O documento do cardeal Walter Brandmülller é bálsamo para os católicos brasileiros. Eles haviam se escandalizado com a linguagem balofa, vaga, imprecisa, quando não escandalosamente falseadora da realidade, cheia de ambiguidades estudadas, que perpassa toda a “Instrumentum Laboris”, mas que invariavelmente bafeja programas de ecologia extremada, anticapitalistas, coletivistas, favorecedores do primitivismo indígena; enfim, pautas propugnadas pela esquerda de todos os matizes, em especial a radical.

5 comentários para "O “non possumus” do cardeal alemão"

  1. José Antonio Rocha   18 de julho de 2019 at 13:37

    Más, Irmãos em Cristo, não tenhamos medo. Se o império Romano não consegui, não será um “bando” de novos Judas Iscariotes que conseguirá prostituir a única Igreja edificada por Jesus Cristo. Deus é mais forte que todo o mal. Jesus Cristo venceu o mundo, a morte e o pecado. O coração imaculado da Virgem Maria triunfará. Amém.

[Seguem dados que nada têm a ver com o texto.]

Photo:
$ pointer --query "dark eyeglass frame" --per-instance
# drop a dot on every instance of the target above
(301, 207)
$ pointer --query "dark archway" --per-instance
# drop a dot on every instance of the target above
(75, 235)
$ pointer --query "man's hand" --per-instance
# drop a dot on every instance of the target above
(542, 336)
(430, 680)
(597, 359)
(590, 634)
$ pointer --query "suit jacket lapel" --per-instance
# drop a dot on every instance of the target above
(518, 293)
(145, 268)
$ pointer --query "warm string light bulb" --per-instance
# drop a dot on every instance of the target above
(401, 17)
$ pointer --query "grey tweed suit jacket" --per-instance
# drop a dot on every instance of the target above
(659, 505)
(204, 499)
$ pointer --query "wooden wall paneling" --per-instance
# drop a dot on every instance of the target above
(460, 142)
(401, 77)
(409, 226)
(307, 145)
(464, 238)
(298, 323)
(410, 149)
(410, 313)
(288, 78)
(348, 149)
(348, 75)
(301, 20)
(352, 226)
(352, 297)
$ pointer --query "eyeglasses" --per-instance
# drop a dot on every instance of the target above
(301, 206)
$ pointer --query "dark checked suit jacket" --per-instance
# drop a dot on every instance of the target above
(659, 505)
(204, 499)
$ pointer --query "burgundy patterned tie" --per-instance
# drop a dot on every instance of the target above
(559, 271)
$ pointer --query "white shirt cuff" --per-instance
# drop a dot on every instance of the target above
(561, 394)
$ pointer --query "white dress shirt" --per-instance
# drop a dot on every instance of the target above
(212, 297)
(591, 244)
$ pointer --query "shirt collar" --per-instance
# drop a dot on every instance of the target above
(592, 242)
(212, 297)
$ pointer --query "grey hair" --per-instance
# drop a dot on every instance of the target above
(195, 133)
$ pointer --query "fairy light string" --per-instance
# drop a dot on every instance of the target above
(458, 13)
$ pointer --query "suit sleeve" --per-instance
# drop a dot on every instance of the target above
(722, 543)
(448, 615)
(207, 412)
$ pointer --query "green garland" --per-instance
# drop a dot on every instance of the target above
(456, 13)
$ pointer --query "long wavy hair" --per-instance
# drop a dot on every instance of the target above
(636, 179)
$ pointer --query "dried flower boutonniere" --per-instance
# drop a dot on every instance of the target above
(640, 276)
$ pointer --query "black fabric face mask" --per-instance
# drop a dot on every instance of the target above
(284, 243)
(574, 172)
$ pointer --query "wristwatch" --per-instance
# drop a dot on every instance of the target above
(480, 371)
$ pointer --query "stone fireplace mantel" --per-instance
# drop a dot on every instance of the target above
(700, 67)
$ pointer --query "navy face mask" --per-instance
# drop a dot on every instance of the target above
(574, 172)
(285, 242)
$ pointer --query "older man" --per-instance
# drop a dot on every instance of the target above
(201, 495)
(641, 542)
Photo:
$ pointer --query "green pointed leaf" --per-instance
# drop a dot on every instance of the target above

  2. Costa Marques   18 de julho de 2019 at 14:17

    Oportuno comentário sobre a nova religião de fundo panteista promovida ou desejada pelos mentores do Sinodo da Amazônia.
    Como bem lembrou São Paulo, baseado no Antigo Testamento, “os deuses dos gentios são demônios”. Essa afirmação do Cardeal Brandmüller de que o resultado do Sínodo da Amazônia “é uma religião natural, com máscara cristã” nada tem a ver — é bom que se esclareça — com a religião natural dos Patriarcas (anteriores portanto à Moisés), também chamada Religião Primitiva em que o Sacrificio de Abel, de Abraão eram bem aceitos por Deus. Costa Marques

  3. Luiz Guilherme Winther de Castro   18 de julho de 2019 at 17:13

    Infelizmente, a nossa Santa Madre Igreja Católica Apostólica Romana, sem generalizar, é claro, aqui no Brasil tem se intrometido em assuntos que não lhe dizem respeito.
    Mas, não é só a Igreja, não! Outros órgãos e instituições, como a OAB têm feito o mesmo.

  4. MARIO HECKSHER   18 de julho de 2019 at 20:03

    Excelente artigo, que precisa ser lido não apenas pelos católicos, mas por todos os cristãos.

  5. Celso da Costa Carvalho Vidigal   18 de julho de 2019 at 20:31

    Sugiro que o artigo de Péricles Capanema acima e outros o IPCO tem publicado referentes ao Sínodo sejam enviados pessoal e diretamente para todos os bispos dos paises que contêm partes da Amazonia, esclarecendo que os envios se devem à suposição de que o assunto os interesse e que, se eles preferirem não recebê-los, respondam pedindo para não mais enviá-los.